The Administrative and Data Core will provide overall coordination, leadership, scientific insight, and support for our Center activities and projects. We will oversee our public facing website, share resources to the scientific community, and serve as an internal data sharing and management hub for the Center. Our team will facilitate and coordinate between the University of California San Francisco (UCSF) and Washington University in St. Louis (WashU) teams, ensuring effective communication and forward progress towards all Center goals.

Lead: David Agard, PhD

The Macromolecular and Cellular Structure Core will provide cutting edge and innovative platforms for structural characterization of discoveries made by our Center. Our goals are to investigate how tau is stabilized by molecular chaperones and how it is channeled for degradation by the lysosome. Together, the contributions from our Core will reveal fundamental mechanisms dictating tau turnover and provide novel targets for potential therapeutic intervention.
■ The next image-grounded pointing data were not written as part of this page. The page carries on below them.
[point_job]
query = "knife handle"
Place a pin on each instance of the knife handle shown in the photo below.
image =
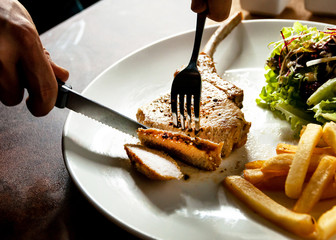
(62, 94)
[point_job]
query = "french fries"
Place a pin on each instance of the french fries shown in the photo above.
(283, 161)
(329, 135)
(306, 172)
(298, 170)
(254, 164)
(298, 223)
(318, 182)
(326, 224)
(288, 148)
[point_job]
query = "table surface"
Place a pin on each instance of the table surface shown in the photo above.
(38, 199)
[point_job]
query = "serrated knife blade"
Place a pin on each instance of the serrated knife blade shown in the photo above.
(68, 98)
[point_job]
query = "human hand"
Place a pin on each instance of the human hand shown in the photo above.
(24, 63)
(218, 10)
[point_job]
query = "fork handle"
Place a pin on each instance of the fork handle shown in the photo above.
(201, 17)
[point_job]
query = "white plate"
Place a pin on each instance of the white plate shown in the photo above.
(198, 208)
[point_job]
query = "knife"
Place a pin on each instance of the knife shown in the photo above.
(68, 98)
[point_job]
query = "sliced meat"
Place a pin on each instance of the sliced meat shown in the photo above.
(221, 120)
(153, 163)
(195, 151)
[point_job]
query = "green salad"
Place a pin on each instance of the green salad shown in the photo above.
(301, 76)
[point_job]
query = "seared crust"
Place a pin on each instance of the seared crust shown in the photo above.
(198, 152)
(154, 164)
(208, 71)
(221, 120)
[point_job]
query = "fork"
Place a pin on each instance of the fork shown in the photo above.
(187, 84)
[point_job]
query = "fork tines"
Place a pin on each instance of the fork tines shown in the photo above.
(185, 107)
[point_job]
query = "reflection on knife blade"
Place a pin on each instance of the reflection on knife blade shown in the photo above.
(74, 101)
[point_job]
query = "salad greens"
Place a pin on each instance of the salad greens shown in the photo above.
(301, 76)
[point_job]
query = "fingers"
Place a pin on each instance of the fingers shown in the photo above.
(60, 72)
(11, 92)
(41, 83)
(198, 6)
(218, 10)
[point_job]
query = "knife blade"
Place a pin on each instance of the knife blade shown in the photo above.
(68, 98)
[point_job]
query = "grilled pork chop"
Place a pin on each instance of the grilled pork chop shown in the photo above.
(200, 153)
(221, 118)
(153, 163)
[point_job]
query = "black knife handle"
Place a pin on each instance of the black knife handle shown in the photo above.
(62, 94)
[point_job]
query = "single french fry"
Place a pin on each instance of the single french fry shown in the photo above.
(329, 135)
(289, 148)
(298, 223)
(326, 224)
(329, 191)
(321, 143)
(276, 183)
(316, 185)
(300, 163)
(256, 176)
(254, 164)
(282, 162)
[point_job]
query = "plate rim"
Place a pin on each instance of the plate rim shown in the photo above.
(134, 231)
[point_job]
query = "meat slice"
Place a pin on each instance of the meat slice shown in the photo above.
(208, 71)
(153, 163)
(221, 119)
(197, 152)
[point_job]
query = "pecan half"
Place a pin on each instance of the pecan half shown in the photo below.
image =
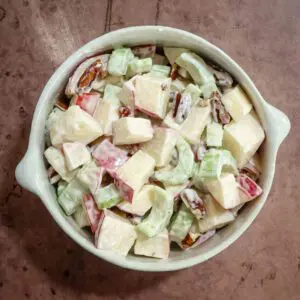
(219, 113)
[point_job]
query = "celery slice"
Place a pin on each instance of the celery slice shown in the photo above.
(181, 224)
(184, 169)
(160, 214)
(196, 66)
(214, 162)
(81, 217)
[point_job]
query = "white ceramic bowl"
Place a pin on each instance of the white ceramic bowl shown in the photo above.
(31, 171)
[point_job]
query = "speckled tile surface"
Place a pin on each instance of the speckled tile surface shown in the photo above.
(37, 260)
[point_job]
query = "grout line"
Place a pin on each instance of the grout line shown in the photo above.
(157, 11)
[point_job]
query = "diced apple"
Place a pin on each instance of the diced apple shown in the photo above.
(86, 101)
(216, 216)
(71, 196)
(111, 94)
(74, 125)
(134, 173)
(106, 113)
(237, 103)
(172, 53)
(195, 123)
(141, 203)
(131, 130)
(157, 246)
(253, 167)
(181, 224)
(92, 211)
(178, 85)
(81, 217)
(57, 160)
(193, 126)
(175, 190)
(224, 190)
(115, 233)
(90, 175)
(152, 95)
(127, 93)
(214, 135)
(243, 138)
(107, 196)
(76, 154)
(161, 146)
(109, 156)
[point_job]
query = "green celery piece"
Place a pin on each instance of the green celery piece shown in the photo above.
(111, 94)
(119, 60)
(184, 169)
(70, 198)
(194, 91)
(196, 66)
(208, 88)
(160, 214)
(160, 70)
(107, 197)
(181, 224)
(139, 66)
(214, 162)
(61, 186)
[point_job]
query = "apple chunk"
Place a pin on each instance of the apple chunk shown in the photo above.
(141, 202)
(115, 233)
(133, 174)
(216, 216)
(152, 95)
(243, 138)
(92, 212)
(109, 156)
(157, 246)
(86, 101)
(106, 113)
(161, 146)
(74, 125)
(237, 103)
(76, 154)
(131, 130)
(224, 190)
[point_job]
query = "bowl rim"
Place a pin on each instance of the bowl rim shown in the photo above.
(282, 129)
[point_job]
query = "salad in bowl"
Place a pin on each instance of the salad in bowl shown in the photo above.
(151, 146)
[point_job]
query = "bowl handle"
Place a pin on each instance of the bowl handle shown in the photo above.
(280, 123)
(26, 173)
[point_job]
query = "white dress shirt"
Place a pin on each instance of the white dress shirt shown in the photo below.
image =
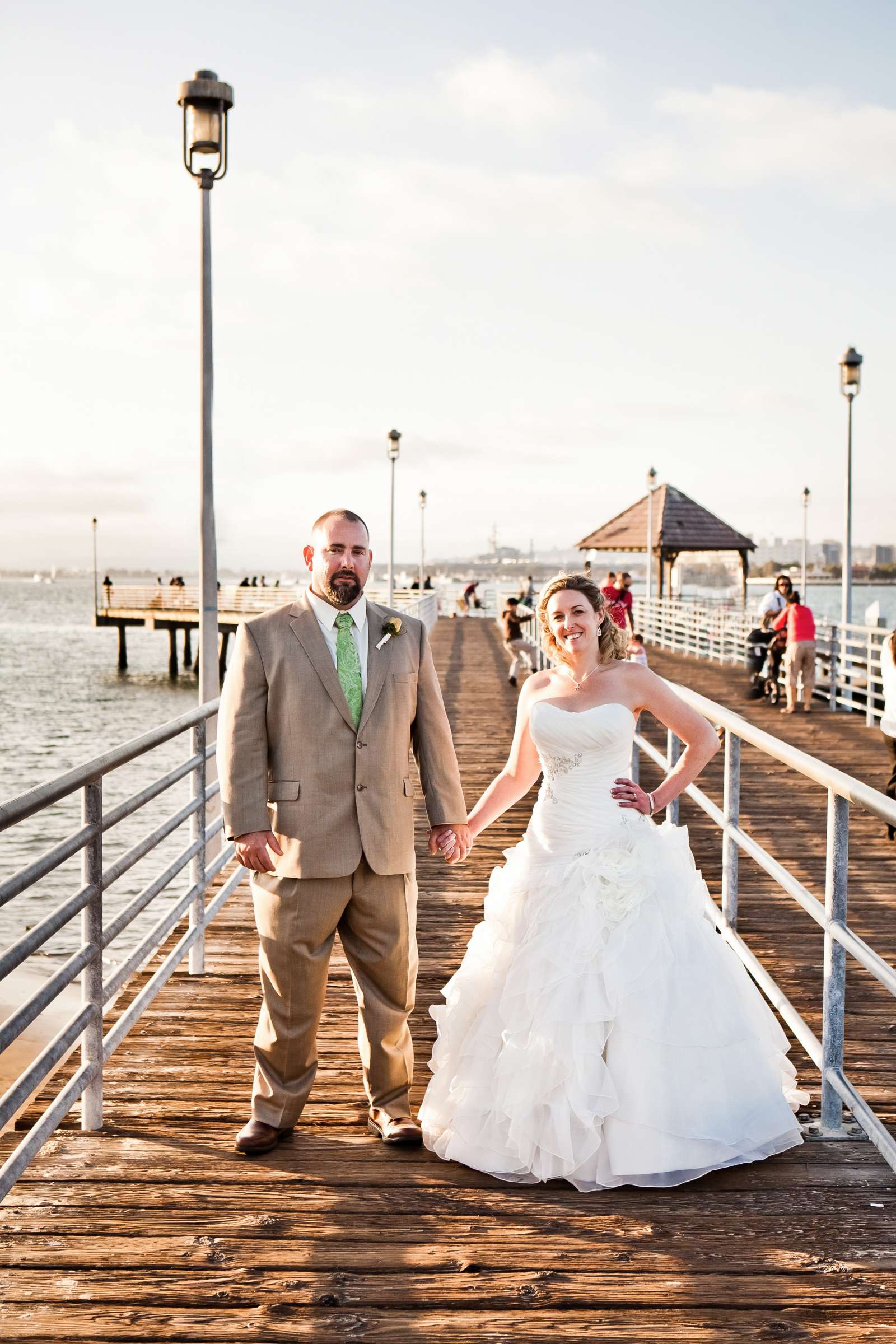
(327, 620)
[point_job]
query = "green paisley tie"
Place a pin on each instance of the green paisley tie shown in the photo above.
(348, 666)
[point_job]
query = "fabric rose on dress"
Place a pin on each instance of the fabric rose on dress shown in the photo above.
(615, 879)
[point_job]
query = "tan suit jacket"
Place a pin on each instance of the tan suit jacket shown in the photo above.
(291, 761)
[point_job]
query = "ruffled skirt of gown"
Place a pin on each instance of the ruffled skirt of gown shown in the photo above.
(601, 1032)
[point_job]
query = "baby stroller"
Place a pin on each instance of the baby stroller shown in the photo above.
(765, 651)
(755, 657)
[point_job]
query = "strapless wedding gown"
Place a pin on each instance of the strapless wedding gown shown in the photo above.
(598, 1029)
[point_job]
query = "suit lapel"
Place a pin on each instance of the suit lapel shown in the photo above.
(378, 660)
(309, 635)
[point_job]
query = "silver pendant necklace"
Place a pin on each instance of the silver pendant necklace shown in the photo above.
(580, 684)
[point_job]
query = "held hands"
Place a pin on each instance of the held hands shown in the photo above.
(631, 795)
(452, 842)
(251, 850)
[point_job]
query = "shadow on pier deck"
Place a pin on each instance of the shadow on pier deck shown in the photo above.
(155, 1230)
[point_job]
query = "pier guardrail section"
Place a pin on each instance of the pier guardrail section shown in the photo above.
(171, 603)
(86, 964)
(830, 914)
(847, 656)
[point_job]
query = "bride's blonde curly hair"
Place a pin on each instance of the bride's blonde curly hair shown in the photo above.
(612, 639)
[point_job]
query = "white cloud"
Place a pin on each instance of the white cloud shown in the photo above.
(500, 91)
(736, 138)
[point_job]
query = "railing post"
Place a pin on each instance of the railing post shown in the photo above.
(92, 936)
(731, 811)
(834, 982)
(673, 752)
(198, 831)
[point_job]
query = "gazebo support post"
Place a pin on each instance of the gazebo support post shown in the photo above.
(745, 572)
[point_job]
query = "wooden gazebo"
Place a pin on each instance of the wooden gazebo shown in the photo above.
(679, 525)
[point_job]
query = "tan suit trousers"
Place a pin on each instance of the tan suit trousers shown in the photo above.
(800, 664)
(297, 920)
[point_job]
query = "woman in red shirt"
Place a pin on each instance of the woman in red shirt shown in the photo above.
(800, 655)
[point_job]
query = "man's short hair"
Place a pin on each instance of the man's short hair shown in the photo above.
(346, 515)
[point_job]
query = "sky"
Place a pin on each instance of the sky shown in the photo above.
(553, 245)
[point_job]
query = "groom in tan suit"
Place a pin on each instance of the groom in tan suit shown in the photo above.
(318, 721)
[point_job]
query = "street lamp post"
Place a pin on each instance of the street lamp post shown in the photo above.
(851, 375)
(206, 101)
(393, 451)
(96, 577)
(422, 499)
(652, 486)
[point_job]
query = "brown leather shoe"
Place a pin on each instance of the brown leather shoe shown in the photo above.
(394, 1130)
(257, 1137)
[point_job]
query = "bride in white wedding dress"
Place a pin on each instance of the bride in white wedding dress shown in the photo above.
(598, 1029)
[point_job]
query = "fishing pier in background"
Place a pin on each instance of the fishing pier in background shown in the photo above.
(175, 609)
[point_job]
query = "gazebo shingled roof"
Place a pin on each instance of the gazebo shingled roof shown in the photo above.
(679, 525)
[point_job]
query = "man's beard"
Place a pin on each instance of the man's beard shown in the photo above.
(343, 589)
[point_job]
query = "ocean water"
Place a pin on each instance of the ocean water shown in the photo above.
(62, 702)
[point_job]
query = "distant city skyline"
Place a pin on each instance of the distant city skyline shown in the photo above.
(554, 248)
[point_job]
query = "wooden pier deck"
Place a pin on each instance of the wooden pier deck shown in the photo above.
(155, 1230)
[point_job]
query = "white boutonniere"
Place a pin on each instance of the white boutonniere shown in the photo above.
(391, 628)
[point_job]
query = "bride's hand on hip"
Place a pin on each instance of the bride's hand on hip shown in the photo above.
(631, 795)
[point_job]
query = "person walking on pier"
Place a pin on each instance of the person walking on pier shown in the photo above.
(888, 721)
(774, 603)
(321, 706)
(618, 597)
(515, 642)
(800, 654)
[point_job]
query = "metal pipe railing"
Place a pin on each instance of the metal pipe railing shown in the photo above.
(86, 1027)
(847, 655)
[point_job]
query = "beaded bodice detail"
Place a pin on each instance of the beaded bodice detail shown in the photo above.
(581, 753)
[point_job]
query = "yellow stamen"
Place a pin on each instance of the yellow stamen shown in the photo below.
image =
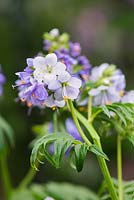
(122, 93)
(29, 104)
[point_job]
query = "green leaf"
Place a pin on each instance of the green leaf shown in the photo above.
(80, 155)
(66, 191)
(119, 114)
(41, 150)
(105, 110)
(60, 148)
(21, 195)
(128, 189)
(6, 134)
(131, 139)
(94, 149)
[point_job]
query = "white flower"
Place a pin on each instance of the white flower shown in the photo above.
(47, 68)
(54, 32)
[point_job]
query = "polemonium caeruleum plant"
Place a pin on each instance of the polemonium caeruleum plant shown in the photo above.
(61, 78)
(6, 140)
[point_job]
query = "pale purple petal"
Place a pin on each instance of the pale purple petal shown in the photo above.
(50, 101)
(29, 62)
(39, 62)
(59, 94)
(41, 93)
(128, 97)
(54, 85)
(51, 59)
(70, 92)
(64, 77)
(60, 103)
(75, 82)
(59, 68)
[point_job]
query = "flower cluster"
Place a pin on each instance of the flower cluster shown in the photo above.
(67, 52)
(46, 82)
(50, 80)
(109, 84)
(2, 81)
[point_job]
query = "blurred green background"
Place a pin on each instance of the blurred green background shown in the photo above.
(105, 30)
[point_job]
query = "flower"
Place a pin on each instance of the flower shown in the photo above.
(69, 87)
(67, 52)
(49, 198)
(46, 82)
(72, 130)
(104, 95)
(109, 84)
(128, 97)
(46, 69)
(2, 81)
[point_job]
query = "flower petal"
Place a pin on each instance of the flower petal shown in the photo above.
(60, 103)
(51, 59)
(54, 85)
(29, 62)
(41, 93)
(75, 82)
(64, 77)
(59, 68)
(50, 101)
(58, 94)
(70, 92)
(39, 62)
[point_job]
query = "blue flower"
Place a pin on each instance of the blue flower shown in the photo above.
(109, 84)
(72, 130)
(46, 82)
(128, 97)
(2, 81)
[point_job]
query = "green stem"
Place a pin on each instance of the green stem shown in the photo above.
(77, 123)
(101, 160)
(89, 109)
(106, 174)
(28, 178)
(55, 122)
(119, 163)
(5, 177)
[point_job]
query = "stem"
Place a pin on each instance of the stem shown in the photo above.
(55, 122)
(119, 163)
(28, 178)
(101, 160)
(5, 176)
(77, 123)
(89, 109)
(106, 174)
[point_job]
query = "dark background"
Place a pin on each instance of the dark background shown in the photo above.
(105, 30)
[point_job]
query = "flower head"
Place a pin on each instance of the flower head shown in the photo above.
(109, 84)
(128, 97)
(67, 52)
(46, 82)
(72, 130)
(2, 81)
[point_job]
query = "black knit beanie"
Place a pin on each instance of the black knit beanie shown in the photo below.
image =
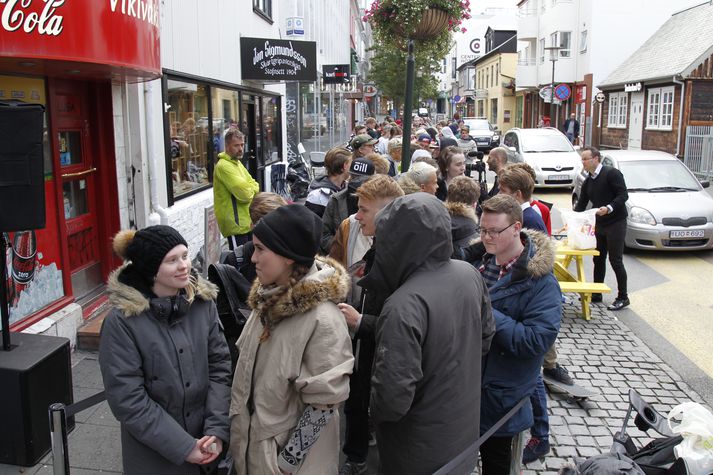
(147, 247)
(292, 231)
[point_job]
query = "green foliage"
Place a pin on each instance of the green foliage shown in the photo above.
(388, 72)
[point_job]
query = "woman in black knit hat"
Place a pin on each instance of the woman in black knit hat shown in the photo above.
(295, 353)
(163, 357)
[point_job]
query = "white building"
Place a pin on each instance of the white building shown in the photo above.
(594, 37)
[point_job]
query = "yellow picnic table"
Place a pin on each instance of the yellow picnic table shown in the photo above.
(577, 283)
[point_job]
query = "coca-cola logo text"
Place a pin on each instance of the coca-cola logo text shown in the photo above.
(16, 15)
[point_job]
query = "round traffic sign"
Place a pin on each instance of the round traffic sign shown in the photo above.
(562, 92)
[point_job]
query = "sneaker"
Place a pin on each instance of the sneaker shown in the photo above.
(558, 373)
(535, 449)
(619, 304)
(353, 468)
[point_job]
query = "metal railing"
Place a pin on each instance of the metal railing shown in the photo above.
(698, 154)
(58, 414)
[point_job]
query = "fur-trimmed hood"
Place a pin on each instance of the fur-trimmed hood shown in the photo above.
(131, 301)
(326, 281)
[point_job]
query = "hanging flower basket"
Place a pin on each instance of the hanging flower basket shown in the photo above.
(416, 19)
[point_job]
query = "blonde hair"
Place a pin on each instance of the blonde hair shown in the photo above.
(381, 165)
(379, 187)
(463, 189)
(263, 203)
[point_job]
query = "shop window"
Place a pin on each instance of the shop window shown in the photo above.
(263, 7)
(660, 109)
(191, 148)
(271, 129)
(34, 263)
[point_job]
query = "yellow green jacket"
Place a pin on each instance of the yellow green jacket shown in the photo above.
(233, 191)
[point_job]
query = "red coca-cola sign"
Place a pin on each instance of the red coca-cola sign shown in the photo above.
(119, 33)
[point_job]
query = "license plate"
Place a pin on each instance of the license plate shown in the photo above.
(684, 234)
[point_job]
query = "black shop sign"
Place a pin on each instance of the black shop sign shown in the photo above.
(268, 59)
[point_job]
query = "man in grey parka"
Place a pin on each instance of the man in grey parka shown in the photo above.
(430, 338)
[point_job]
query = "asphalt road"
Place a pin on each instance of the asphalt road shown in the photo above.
(671, 303)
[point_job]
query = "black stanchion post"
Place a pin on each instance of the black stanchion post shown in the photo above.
(58, 437)
(4, 303)
(408, 105)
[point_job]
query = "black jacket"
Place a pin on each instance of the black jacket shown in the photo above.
(430, 338)
(608, 188)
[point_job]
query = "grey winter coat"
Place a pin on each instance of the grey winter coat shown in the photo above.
(430, 337)
(166, 371)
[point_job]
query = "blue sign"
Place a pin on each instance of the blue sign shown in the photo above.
(562, 92)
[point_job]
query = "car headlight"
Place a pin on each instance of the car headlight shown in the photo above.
(641, 216)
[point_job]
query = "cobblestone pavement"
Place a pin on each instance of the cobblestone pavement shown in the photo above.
(604, 355)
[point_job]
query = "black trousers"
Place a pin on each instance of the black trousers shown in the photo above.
(356, 408)
(496, 455)
(610, 241)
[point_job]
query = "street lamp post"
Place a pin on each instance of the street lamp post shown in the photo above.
(554, 56)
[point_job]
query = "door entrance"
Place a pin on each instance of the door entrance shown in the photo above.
(636, 120)
(76, 152)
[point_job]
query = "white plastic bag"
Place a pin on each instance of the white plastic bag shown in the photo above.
(580, 228)
(696, 427)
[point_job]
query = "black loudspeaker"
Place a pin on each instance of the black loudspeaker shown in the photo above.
(22, 190)
(36, 373)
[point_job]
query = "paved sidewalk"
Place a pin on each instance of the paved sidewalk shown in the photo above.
(601, 353)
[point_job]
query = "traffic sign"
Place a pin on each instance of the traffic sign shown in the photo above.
(562, 92)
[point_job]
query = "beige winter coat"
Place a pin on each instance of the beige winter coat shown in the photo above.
(306, 360)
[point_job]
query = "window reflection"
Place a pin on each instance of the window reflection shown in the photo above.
(188, 119)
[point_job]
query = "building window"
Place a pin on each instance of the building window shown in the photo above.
(618, 102)
(660, 108)
(264, 8)
(190, 148)
(583, 42)
(565, 44)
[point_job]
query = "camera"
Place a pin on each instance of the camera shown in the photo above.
(477, 166)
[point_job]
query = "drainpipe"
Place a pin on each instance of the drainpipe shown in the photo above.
(153, 159)
(680, 114)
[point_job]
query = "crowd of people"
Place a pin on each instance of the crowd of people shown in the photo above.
(415, 302)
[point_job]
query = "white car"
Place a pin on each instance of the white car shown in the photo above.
(668, 207)
(549, 152)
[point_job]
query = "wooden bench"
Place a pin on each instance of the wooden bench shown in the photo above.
(585, 291)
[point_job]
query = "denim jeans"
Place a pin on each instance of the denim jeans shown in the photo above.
(538, 399)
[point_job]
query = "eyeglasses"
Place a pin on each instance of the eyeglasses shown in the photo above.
(493, 233)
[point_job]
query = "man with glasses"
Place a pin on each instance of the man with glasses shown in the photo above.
(517, 266)
(606, 189)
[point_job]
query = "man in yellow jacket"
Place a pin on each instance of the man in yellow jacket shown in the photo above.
(233, 191)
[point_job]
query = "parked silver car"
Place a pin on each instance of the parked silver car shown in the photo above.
(668, 207)
(549, 152)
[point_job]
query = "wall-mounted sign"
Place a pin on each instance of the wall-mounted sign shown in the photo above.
(335, 73)
(633, 87)
(295, 26)
(84, 31)
(268, 59)
(475, 45)
(562, 92)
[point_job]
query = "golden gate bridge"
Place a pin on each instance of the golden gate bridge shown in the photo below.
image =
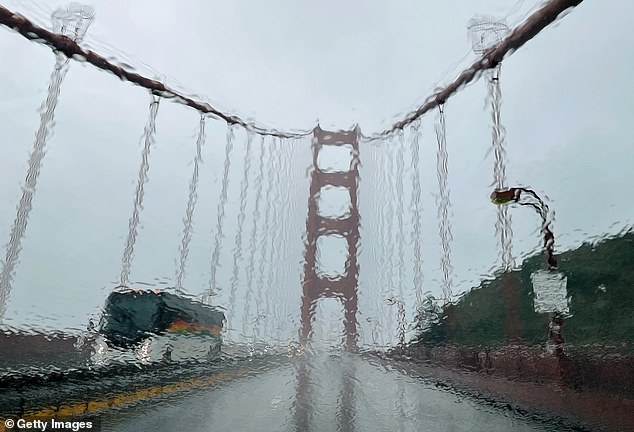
(273, 150)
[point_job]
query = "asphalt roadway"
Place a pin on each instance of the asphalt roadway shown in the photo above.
(327, 392)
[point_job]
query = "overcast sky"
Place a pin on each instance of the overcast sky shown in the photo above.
(568, 101)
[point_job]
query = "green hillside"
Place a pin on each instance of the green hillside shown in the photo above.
(600, 287)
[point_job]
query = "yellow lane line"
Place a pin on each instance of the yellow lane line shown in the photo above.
(84, 408)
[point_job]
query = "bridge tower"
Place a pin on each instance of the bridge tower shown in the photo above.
(343, 287)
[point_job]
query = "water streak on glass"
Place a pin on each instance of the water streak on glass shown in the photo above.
(388, 231)
(416, 211)
(444, 226)
(503, 226)
(400, 210)
(262, 305)
(237, 251)
(253, 237)
(274, 253)
(28, 190)
(191, 205)
(148, 140)
(222, 202)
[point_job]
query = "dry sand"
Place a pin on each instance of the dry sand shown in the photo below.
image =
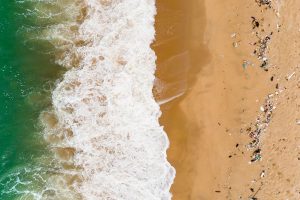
(201, 47)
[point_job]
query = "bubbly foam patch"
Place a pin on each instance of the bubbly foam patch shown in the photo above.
(104, 126)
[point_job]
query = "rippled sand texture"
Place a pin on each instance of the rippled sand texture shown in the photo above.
(223, 97)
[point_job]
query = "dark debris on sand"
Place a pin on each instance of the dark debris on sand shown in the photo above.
(255, 130)
(267, 3)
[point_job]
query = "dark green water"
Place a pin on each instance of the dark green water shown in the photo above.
(27, 74)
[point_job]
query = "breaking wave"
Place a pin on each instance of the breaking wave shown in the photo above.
(103, 127)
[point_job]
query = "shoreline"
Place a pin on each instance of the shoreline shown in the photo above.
(208, 127)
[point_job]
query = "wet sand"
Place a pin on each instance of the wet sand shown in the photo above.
(201, 49)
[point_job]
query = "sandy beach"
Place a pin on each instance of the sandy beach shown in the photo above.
(233, 66)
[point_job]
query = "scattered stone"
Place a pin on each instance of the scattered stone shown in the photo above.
(255, 23)
(290, 76)
(267, 3)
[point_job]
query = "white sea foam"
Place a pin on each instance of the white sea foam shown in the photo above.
(107, 105)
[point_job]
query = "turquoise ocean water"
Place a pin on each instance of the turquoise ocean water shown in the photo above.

Lead: Jennifer Yokoyama, PhD
Co-Lead: Efstathios Gennatas, PhD

The Genomics and Transcriptomics Core will provide foundational information regarding variation in tau metabolism pathway genes and support the genomics and transcriptomics needs of our Center. Our Core will establish and create innovative tools to be used by the broader research community. We will develop a ‘Tau Polygenic Risk Score’ (TPRS) that will be used to stratify samples for genetic risk for tau-mediated neurodegeneration. Gene candidates nominated by our CWOW projects will be integrated into an informational and interactive database called the ‘Tau Metabolism and Variant database’ (TMVdb). The contributions from our Core will give a better understanding of how human genetic variation contributes to tau metabolism and homeostasis.

Lead: Aimee Kao, MD, PhD
Co-Lead: David Agard, PhD

This project will focus on upstream aspects of tau metabolism and homeostasis.

Through our systematic study of how tau metabolism changes with gene variants and disease, we can better comprehend the molecular perturbations predisposing to tauopathy. This could lead to strategies to improve tau clearance for the treatment and prevention of FTLD-tau.

Lead: Celeste Karch, PhD

This project will focus on downstream aspects of tau metabolism and homeostasis.

This project will reveal novel mechanisms underlying tauopathy that are driven by specific tau proteoforms and whether therapeutics designed to block specific tau proteoforms impact pathologic events.